Sunday, September 13

Geek

Imaginary Sounds

Previously I worked out a potential DSP loop for wave table synthesis for the Imagine.  It looked something like this:

Instruction     Cycles Comment
BANK 1          1      'Use embedded memory bank 1
LD W, R0        1      'Load the base register for the voice
LD X, R2        1      'Load the current offset
ADD X, R4       1      'Add the step
CMP XH, R7      1      'Compare the high byte with the sample size
IFGE 1          1      'Next instruction only executes if the offset is past the end of the sample
CLR X           1      'Set the offset back to the start
ST X, R2        1      'And save it
ADD W, XH       1      'Add the high byte of the current offset to the address
LD B, (W)       2      'Load the sample into the low byte of AB
MAC AL, B, R8   1+N    'Multiply the sample by the volume and add to the left accumulator
MAC AR, B, R9   1+N    'And the same for the right

That was before working out the full instruction encodings.  Earlier I added in a switchable bank of 10 memory-mapped registers to reduce the number of memory accesses required, but that is between tricky and impossible to map into the opcode space - and there's actually a better way to do it, that we can steal from the Z80.

When working through the CPU programming model I also added in a LEAF instruction - Load Effective Address, Fractional - explicitly for table interpolation.  With this new model our algorithm turns out somewhat different:

Instruction     Cycles  Comment
GRP 1           1       'Switch to register group 1
LEAF X, X+Y     2       'Calculate an effective address in interpolated mode
CMP X, Z        1       'Check if we've reached the end of the sample
IFGE 1          1       'Next instruction only executes if the offset is past the end of the sample
  LD X, W       1       'Reset to the first byte of the sample
LD B, (X)       2       'Load the sample
MAC AL, B, C    1+N     'Multiply the sample by the volume and add to the left accumulator
MAC AR, B, D    1+N     'And the same for the right

Oops, that's wrong.  Sorry about your burned-out speakers.  Let's try again.

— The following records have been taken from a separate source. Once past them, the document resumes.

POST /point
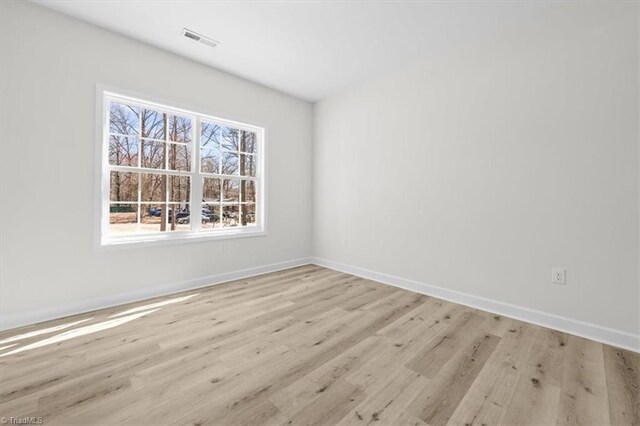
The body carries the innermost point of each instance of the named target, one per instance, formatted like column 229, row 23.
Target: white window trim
column 101, row 177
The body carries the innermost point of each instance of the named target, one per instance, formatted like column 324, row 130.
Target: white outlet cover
column 559, row 275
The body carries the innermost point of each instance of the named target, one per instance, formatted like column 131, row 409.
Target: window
column 171, row 174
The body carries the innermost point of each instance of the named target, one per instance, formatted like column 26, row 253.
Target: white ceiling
column 309, row 49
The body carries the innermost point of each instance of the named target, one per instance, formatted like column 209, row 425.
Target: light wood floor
column 311, row 346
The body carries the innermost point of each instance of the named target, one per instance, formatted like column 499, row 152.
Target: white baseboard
column 579, row 328
column 587, row 330
column 32, row 317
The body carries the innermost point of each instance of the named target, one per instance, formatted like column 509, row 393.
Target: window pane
column 247, row 165
column 153, row 187
column 210, row 136
column 153, row 124
column 229, row 163
column 230, row 215
column 152, row 154
column 231, row 190
column 179, row 188
column 179, row 217
column 238, row 140
column 210, row 161
column 211, row 217
column 150, row 217
column 180, row 156
column 248, row 191
column 123, row 186
column 211, row 190
column 123, row 151
column 248, row 214
column 248, row 142
column 124, row 119
column 179, row 129
column 123, row 218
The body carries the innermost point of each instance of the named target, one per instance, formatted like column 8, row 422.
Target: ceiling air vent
column 199, row 38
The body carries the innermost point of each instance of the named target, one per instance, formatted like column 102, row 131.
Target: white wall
column 50, row 66
column 480, row 170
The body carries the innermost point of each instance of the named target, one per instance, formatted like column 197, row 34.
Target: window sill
column 153, row 240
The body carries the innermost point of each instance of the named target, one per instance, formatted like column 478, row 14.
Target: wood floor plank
column 622, row 370
column 310, row 345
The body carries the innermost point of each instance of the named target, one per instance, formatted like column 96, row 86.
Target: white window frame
column 104, row 96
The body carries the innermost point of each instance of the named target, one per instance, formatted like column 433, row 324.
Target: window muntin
column 169, row 172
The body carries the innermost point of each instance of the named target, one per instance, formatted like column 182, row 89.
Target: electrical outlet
column 558, row 275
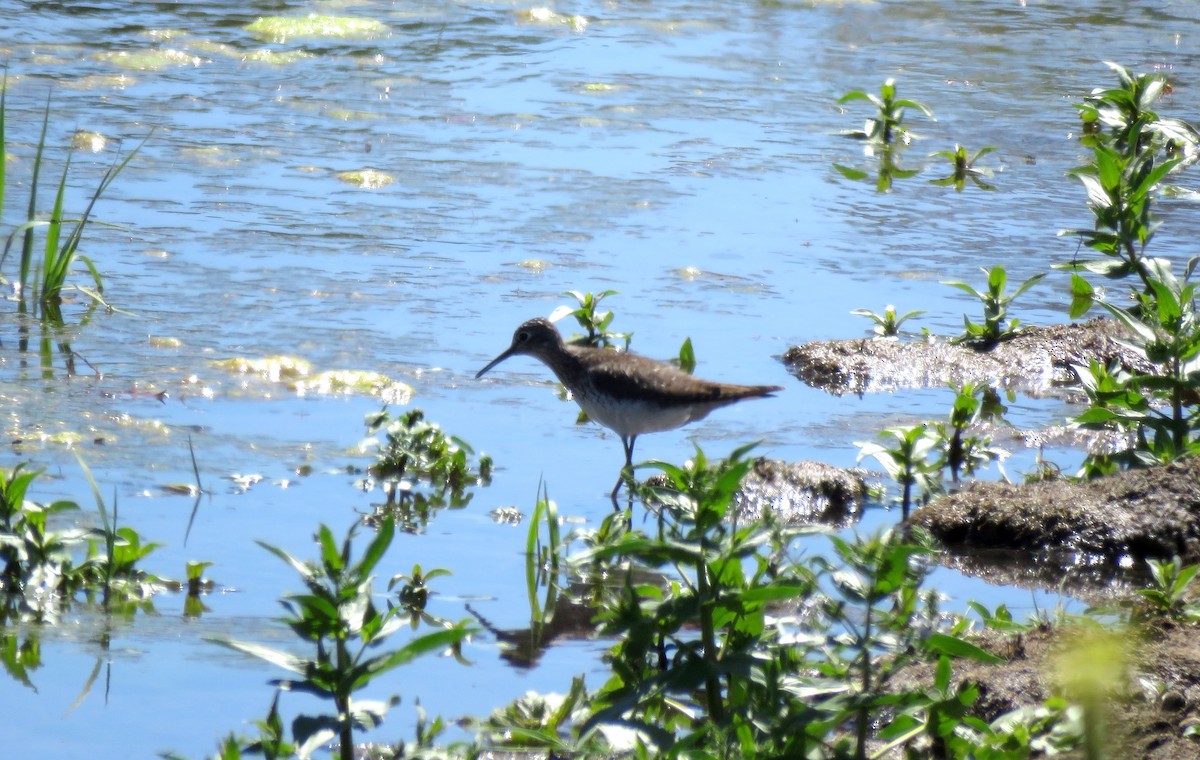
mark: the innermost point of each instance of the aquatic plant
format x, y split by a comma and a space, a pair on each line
964, 168
995, 309
912, 461
963, 453
887, 125
1133, 150
594, 322
339, 617
1170, 592
888, 323
421, 467
58, 255
42, 569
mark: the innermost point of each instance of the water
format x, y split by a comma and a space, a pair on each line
679, 153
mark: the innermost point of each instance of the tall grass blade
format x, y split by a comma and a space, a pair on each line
4, 143
27, 250
199, 491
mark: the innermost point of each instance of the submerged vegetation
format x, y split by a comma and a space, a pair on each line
723, 638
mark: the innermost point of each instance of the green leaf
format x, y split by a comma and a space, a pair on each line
945, 644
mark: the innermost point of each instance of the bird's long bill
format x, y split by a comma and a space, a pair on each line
493, 363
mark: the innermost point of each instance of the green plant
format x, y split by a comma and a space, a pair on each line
1169, 593
995, 309
888, 323
595, 323
337, 615
887, 125
911, 462
59, 255
687, 357
964, 168
420, 466
1158, 410
887, 167
963, 453
1133, 149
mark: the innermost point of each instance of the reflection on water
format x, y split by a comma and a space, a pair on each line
681, 153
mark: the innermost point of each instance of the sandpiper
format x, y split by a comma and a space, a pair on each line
625, 393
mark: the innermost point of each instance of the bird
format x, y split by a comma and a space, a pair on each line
627, 393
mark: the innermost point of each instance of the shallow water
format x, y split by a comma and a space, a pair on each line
679, 153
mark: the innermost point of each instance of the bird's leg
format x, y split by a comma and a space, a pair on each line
625, 472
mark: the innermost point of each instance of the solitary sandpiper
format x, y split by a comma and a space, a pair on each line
623, 392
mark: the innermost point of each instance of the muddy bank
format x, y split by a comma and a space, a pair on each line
1037, 360
1120, 520
1153, 700
802, 492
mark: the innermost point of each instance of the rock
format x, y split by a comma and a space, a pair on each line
1037, 360
1122, 519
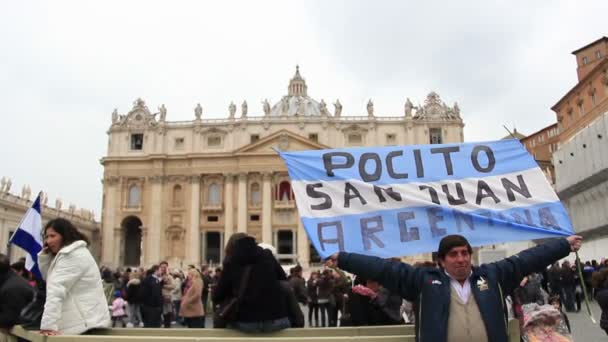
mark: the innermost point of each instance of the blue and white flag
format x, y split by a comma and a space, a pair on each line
402, 200
29, 236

Instruction     Cycles  Comment
BANK 1          1       'Switch to register group 1
ADD X, Y        1       'Increment the offset by the step size
AND X, Z        1       'Restrict the offset to the sample size
LD B, (W+XH)    2       'Load the sample
MAC AL, B, C    1+N     'Multiply the sample by the volume and add to the left accumulator
MAC AR, B, D    1+N     'And the same for the right

The trick we've stolen from the Z80 is just to have multiple sets of registers.  The Z80 had two register sets in 1976, we need five or six in 1983.  That doesn't seem too implausible.

The LEAF instruction replaces the complicated high/low byte address fiddling.  It only saves three cycles but it's a lot easier to read.  If you're reading through some Imagine assembler and you see LEAF, you immediately know it's doing some kind of table interpolation.  (And if you see LEAP, that's a jump table.  It's actually LEA P, but the assembler will accept LEAP.)

Update 2020-09-14

We no longer need to use the LEAF instruction explicitly; if you specify (W+XH) as the index mode in any instruction that can take indexing postbyte, it calculates the address in interpolated mode.

This version of to code removes the CMP / IF / CLR logic and goes with the method used in the Ensoniq 5503 as found in the Apple IIgs.  Sample banks are a fixed power-of-two length - 64, 128, 256, 512, or 1024 bytes - so we can simply AND the offset with a bit mask to clip it to the appropriate range.

One other thing: When I was first thinking of the custom chips for the Imagine I called this a fixed-function DSP, even though it was fully-programmable.  It just seemed like a good name.  Then I realised exactly why this version of the chip would be described as fixed-function.

It has a small - maybe 256 bytes - mask-programmed ROM containing a bunch of DSP algorithms, like the code above.  You can still write your own custom algorithms, but if you're running code out of the on-board ROM, and you have your settings loaded into the registers, we only need to access main memory three times per sample: Two reads to issue the subroutine call, and one when the subroutine loads the sample data.

That means that for a sample rate of 18.75kHz - our nominal HSYNC rate and a useful audio sample rate - we'd make 187,500 access to main memory per second, 6.25% of available cycles.

And now we have a wavetable chip that makes sense.  The only remaining question is, does it have six entire register banks, or do we go back to the 64-byte onboard RAM?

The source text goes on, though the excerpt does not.